This repository contains the code underlying the article Spatial Economics for Granular Settings by Jonathan I. Dingel and Felix Tintelnot.
This replication package produces all exhibits from scratch,
beginning with scripts in initialdata and LODES_downloaddata that download all the required data.
We are grateful to Junbiao Chen, Daniil Iurchenko, Reigner Kane, Leran Qi, John Ruf, Isaac Shon, Ye Sun, Linghui Wu, Shijian Yang, and Mingjie Zhu for excellent research assistance in producing this content.
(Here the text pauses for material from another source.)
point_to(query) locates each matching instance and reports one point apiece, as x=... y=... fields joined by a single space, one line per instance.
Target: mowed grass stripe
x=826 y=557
All data used in this study are publicly available from government sources or other researchers' replication packages. A description of the specific datasets employed in the paper, how they were obtained, and the relevant variables can be found in Appendix D.7 of the article.
The task folders that retrieve data are LODES_downloaddata, initialdata, and CDP_PUMS_data. Each of these tasks contains a Makefile within the code sub-directory that retrieves the data. In addition, each task contains a README file that briefly describes the data that is downloaded.
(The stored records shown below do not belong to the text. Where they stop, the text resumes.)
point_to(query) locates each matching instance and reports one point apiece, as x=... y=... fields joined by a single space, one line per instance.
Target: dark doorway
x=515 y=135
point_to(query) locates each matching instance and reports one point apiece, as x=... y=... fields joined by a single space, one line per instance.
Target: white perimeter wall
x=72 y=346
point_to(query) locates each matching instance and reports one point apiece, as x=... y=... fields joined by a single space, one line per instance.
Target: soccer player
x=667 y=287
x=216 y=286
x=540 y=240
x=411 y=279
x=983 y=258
The workflow is organized as a series of tasks.
Each task folder contains three folders: input, code, output.
A task's output is used as an input by one or more downstream tasks.
The repo contains 98 task folders.
The task graph depicts the input-output relationships between tasks.
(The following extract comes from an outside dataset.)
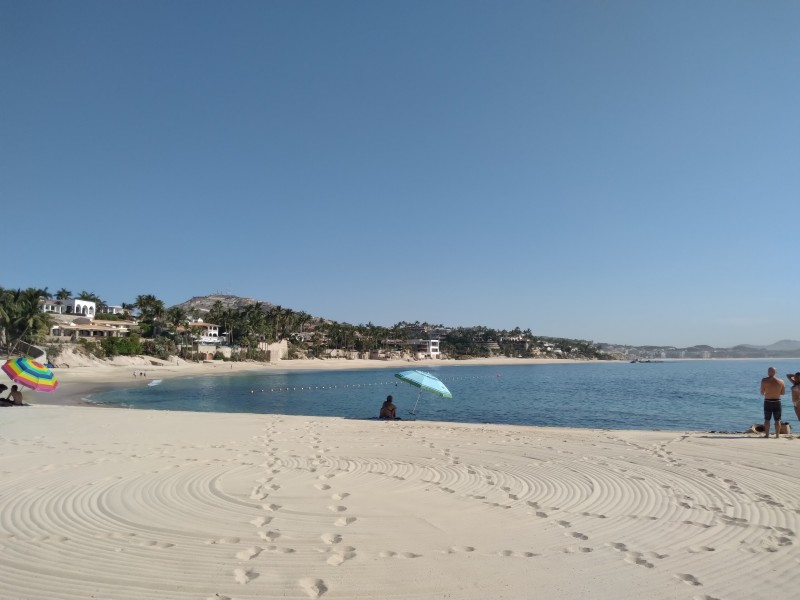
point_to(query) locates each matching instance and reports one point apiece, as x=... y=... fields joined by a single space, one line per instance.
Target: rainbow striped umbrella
x=30 y=374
The following subgraph depicts the 51 task folders involved in producing all the exhibits appearing in the main text of the paper.
Notice that the exhibits folder is the most downstream task.
Tasks that are one step upstream from the exhibits task produce tables, figures, or numbers that appear in exhibits;
further upstream tasks produce output files that these tasks use as inputs.
We use the make utility to automate this workflow.
After downloading this replication package (and installing the relevant software), you can reproduce the figures and tables appearing in the paper simply by typing make at the command line.
We strongly encourage use of Make and advise against running tasks manually (if you wish to do so, see "Running tasks manually" below).
Clone (or download) this repository by clicking the green Code button above.
If downloading, uncompress the ZIP file into a working directory on your cluster or local machine.
The project's tasks are implemented via Julia, Matlab, R, Stata, and shell scripts. We ran our code using Julia 1.10.2, Matlab 2023b, R 4.1, Stata 18, GNU bash version 3.2.57, GNU Make 3.81, and ImageMagick 7.1.1-47. The taskflow structure employs symbolic links.
The Makefiles rely on shell_functions.sh, which assumes that julia, matlab, Rscript, and stata-se are valid commands on your machine.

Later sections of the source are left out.